It's About Time


Alright, it happened. After the one thousandth time I had a conversation about this topic with other engineers, I’ve decided to write this piece. Time-related bugs are surprisingly common and can be incredibly costly, yet most developers don’t have a solid grasp of how time actually works in software systems. So here’s what everyone should know about time, and also something I can refer people to when I inevitably have this conversation again.

Time is Relative

This is the very first thing you should know about time. Time is relative. What does this mean? It means that what we call time is a construct, a system that tells us when something happened or will happen.

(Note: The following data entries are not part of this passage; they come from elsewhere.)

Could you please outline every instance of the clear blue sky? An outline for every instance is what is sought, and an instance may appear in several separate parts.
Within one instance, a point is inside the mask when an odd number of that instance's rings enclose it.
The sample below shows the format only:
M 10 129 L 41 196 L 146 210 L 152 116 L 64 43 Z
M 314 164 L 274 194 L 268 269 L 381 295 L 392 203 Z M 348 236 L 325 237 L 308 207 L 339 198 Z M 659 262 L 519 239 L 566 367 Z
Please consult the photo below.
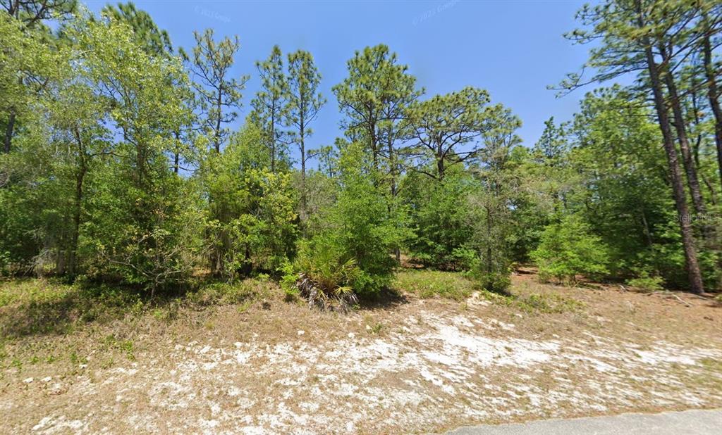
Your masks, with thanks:
M 84 0 L 94 12 L 105 1 Z M 113 2 L 115 3 L 115 2 Z M 574 14 L 583 1 L 242 1 L 137 0 L 175 47 L 193 47 L 193 30 L 213 28 L 217 35 L 238 35 L 241 48 L 236 75 L 251 74 L 240 120 L 248 114 L 259 81 L 253 62 L 274 44 L 284 53 L 303 48 L 323 74 L 328 103 L 313 125 L 310 148 L 341 136 L 340 115 L 331 91 L 346 76 L 354 51 L 385 43 L 409 66 L 427 95 L 465 86 L 485 89 L 492 101 L 521 118 L 520 135 L 531 146 L 544 121 L 570 119 L 586 90 L 557 99 L 547 85 L 558 83 L 584 62 L 587 47 L 562 35 L 576 27 Z M 591 90 L 591 89 L 588 89 Z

There are many of such systems, and in plain english we call these systems calendars. For instance, in the Roman world, they would tell time by saying “3 days before the Ides of March”, as it is proper of the Julian Calendar. Later in the Middle Ages, people would adopt the Gregorian Calendar (which is the calendar we use today). But there are many other calendars out there. The Islamic world uses the Hijri Calendar, the Chinese use the Chinese Calendar, the Jewish people use the Hebrew Calendar, and so on.

However, all calendars have one thing in common: they have a specific event in time that determines where the year, month, day count starts. For the Julian Calendar this fact was the foundation of Rome. For the Gregorian Calendar, it is traditionally the birth of Jesus Christ—what we call Anno Domini or AD. For the Islamic Calendar, it is the Hijra, the migration of Muhammad from Mecca to Medina. And so on.

All calendars have a point in time they refer to, and our way of telling time is relative to that point. In this way, we make something that’s essentially relative, a bit more absolute. It’s an implicit agreement that we all start counting from this event.

All Computer Time is Represented as an Instant

The system that computers use to tell time is also the Gregorian Calendar, but we have a difference and more precise reference point to start counting time from, called the Unix Time or Unix Epoch, which is the 1st of January 1970 at 00:00:00 UTC. This is the point in time from which we start counting seconds. Why seconds? For simplicity and historical reasons—when Unix was created, second-level precision was sufficient for most purposes, and it keeps the numbers manageable. Modern systems can measure much smaller units (milliseconds, nanoseconds), but the Unix timestamp remains in seconds for compatibility.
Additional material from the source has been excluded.